European Central Bank (ECB) President Christine Lagarde announced on Thursday that the ECB would keep its key interest rate unchanged at 2%, marking the third consecutive pause. Over the past year, the ECB had cut rates by a cumulative 2 percentage points before halting further reductions this summer. This decision came just a day after the U.S. Federal Reserve implemented its second rate cut of the year, highlighting a growing policy divergence between the two central banks.
The widening gap has raised market concerns, as differing monetary policies could drive the euro higher, weaken export competitiveness in the eurozone, and add inflationary pressures.
At a press conference, Lagarde stated that the ECB is currently in "a good place," with inflation nearing its 2% target. She also noted that recent U.S. tariff agreements with multiple countries have eased global trade tensions. However, she cautioned that "we remain in a period of high uncertainty."
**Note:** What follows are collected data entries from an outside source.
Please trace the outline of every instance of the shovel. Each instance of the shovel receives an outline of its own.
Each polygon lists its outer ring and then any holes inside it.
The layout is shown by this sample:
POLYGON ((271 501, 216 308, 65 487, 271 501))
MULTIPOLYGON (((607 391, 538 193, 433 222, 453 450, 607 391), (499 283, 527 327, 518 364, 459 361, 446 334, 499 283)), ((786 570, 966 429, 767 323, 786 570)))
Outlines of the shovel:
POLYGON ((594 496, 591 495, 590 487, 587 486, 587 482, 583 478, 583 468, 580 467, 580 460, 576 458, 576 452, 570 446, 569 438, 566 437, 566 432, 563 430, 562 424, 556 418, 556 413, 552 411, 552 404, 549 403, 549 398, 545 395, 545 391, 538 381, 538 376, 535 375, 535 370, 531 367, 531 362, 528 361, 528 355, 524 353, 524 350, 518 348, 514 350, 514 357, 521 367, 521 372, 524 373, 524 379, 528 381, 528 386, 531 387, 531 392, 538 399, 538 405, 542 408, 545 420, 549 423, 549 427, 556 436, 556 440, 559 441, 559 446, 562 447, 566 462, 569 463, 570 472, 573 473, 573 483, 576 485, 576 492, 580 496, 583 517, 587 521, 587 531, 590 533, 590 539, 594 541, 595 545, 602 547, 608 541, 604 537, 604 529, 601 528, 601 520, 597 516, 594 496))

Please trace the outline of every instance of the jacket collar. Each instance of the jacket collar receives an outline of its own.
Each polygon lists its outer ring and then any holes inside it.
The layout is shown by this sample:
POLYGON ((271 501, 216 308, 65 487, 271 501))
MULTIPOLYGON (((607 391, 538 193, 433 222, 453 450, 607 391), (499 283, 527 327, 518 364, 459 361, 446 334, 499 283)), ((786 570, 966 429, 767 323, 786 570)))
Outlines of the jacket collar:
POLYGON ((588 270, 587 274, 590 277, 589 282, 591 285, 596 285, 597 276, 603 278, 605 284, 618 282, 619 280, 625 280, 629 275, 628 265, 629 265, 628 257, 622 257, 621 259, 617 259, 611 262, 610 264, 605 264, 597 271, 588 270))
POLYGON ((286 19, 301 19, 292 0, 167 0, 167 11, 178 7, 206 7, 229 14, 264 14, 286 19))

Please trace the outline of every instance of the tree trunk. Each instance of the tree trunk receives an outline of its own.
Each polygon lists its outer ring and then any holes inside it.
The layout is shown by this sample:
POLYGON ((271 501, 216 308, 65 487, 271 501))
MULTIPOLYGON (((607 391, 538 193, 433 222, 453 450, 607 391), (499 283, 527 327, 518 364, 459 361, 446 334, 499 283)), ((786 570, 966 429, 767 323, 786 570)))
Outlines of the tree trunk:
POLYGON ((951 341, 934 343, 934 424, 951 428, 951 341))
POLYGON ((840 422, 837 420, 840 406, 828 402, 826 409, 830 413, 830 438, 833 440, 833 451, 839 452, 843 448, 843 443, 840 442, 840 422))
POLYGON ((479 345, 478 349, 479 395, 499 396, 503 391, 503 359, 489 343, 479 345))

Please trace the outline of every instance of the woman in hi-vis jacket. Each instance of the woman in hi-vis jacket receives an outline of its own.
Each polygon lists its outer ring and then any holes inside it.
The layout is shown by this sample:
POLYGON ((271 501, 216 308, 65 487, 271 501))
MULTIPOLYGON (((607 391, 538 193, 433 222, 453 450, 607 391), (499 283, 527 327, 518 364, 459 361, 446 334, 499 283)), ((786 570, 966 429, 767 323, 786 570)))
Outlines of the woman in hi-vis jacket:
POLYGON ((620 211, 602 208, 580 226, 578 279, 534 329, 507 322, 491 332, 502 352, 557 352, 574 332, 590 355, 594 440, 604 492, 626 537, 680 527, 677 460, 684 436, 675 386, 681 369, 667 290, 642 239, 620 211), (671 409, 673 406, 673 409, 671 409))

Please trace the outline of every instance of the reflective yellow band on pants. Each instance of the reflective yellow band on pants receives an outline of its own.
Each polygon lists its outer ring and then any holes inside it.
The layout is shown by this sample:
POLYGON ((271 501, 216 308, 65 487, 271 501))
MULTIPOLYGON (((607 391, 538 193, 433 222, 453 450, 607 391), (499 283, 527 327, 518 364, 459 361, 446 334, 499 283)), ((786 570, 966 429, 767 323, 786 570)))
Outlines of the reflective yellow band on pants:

Export-dependent economies have faced pressure from U.S. tariffs and a 12% surge in the euro against the dollar this year. Yet recent business surveys suggest the eurozone economy is showing signs of recovery. Additionally, Germany’s planned increases in infrastructure and defense spending are expected to support growth next year.
Latest data shows the eurozone’s annualized growth rate for Q3 stood at 0.9%, outperforming market fears. Lagarde expressed that she is "not pessimistic about current growth."
Markets widely believe the ECB’s rate-cutting cycle is nearing its end, with less than a 40% probability of another cut by late 2026. However, analysts warn that if the euro remains strong—keeping import prices low and inflation subdued—the ECB may be forced to ease policy further, especially if the Fed continues cutting rates, widening the interest rate gap.
Carsten Brzeski, ING’s Global Head of Macro, suggested that if euro strength persists, "the ECB might cut again in December or early next year," despite its current stance of pausing.
As U.S. and European policy paths continue to diverge, markets will closely monitor the euro’s trajectory, tariff impacts, and the eurozone’s economic resilience in the coming months.